Jamie Coogan: Yes. No. So again, as we kind of said in our prepared remarks here, we do continue to expect an uptick in the second half performance for 2024, as you noted. The timing and magnitude of that is going to be difficult to predict with a level of clarity and certainty. Ultimately, we do have some second half drivers here that are going to benefit. This is the continued recovery that we’re seeing here in the general mature product technologies, and if that accelerates more, that’ll provide incremental opportunity upside, some degree of recovery in the memory. And then ultimately, and this is probably the strongest signal we have now at the continuation of strength that we’re seeing in the power markets. However, despite these items potentially driving lower expected volume than what was relative to our previous expectations, we’ve been laser focused as we noted on the call in our prepared remarks on gross margins.

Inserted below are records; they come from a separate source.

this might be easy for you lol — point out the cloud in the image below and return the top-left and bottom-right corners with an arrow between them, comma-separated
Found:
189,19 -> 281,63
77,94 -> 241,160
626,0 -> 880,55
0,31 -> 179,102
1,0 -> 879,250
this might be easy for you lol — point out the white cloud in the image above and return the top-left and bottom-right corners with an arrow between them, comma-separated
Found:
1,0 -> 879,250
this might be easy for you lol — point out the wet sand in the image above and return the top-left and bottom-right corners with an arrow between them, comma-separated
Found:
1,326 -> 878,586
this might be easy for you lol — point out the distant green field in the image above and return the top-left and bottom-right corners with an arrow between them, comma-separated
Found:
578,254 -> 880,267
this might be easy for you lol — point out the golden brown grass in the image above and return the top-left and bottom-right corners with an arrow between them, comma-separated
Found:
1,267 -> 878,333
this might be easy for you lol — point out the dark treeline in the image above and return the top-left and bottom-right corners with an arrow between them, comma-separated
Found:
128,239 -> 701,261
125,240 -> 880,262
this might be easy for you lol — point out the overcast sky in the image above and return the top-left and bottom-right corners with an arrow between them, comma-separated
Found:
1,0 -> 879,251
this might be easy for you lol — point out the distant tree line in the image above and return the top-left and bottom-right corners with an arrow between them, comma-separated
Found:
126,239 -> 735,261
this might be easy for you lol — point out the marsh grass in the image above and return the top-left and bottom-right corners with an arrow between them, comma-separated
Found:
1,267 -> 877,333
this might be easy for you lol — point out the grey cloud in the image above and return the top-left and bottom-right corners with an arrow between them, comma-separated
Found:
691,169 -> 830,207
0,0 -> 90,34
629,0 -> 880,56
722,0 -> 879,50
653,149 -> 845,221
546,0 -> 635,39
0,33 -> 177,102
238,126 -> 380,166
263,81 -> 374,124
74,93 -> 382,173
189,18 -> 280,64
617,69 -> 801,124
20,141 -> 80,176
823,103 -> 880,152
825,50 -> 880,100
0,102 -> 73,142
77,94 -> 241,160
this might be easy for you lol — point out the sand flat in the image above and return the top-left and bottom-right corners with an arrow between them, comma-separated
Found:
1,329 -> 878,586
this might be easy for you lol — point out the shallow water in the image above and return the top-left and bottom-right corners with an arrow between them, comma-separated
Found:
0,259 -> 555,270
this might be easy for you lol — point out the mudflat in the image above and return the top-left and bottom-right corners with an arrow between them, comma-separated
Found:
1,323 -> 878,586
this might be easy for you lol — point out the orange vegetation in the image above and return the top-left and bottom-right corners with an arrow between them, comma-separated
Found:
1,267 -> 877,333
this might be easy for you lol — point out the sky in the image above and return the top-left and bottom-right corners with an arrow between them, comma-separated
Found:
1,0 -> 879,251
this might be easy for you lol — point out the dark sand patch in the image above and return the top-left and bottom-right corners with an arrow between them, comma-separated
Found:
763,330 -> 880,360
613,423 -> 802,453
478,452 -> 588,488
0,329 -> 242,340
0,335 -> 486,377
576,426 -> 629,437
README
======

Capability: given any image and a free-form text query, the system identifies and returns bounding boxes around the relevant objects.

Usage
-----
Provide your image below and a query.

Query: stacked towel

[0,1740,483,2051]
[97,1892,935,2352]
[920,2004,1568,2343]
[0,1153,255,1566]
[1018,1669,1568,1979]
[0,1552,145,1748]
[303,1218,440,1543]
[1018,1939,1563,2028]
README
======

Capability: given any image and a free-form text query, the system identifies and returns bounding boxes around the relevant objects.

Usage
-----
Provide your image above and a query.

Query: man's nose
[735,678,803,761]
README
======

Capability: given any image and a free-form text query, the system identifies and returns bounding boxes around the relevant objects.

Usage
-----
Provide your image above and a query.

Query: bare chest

And so despite lower volume, we do anticipate having higher gross margins in the period as well. Although, we are making some higher investments to support those future growth initiatives, which will help to offset or not help to, but will offset some of those gross margin gains. Russell noted, again, we’re on a run rate basis of about $1 billion coming out of the first half of the year is our expectation. With that second half uptick, we do see revenue levels increasing in that back half of the year, and then ultimately the split between that is probably a little bit more weighted towards the fourth quarter of the second half than it is the third.
Duksan Jang: Got it. Related to that, I think you answered in an earlier question that silicon carbide is actually seeing stronger demand than anticipated and China is doing well as well. So then is this incremental weakness primarily outside of silicon carbide? Is it memory and silicon in general mature node?
Jamie Coogan: Yes. So largely memory, right, is probably where we’re seeing a little bit of the – relative to our prior expectations, that’s where we’re seeing a little bit more weakness than what we had anticipated. Your note on silicon carbide continue to be strong is accurate. That continues to be strong. We expect that to be strong over the course of the year. It actually was a bright spot for us in our bookings in the first quarter was really driven largely by continued strength in the power side of the business. And as we think look at our quoting activity, we’re seeing a nice uptick in quoting activity through the first quarter time frame, which we do expect to lead to future orders for the business in the both the second quarter and the second half of the year.
Russell Low: And Duksan, just on your memory part of that question and comment, signs are very strong for a good memory year coming up in 2025. Everything we see with HBM using up capacity as consumer starts to recover, PCs recover, we would expect that DRAM and NAND will see a very strong recovery, probably the strongest recovery.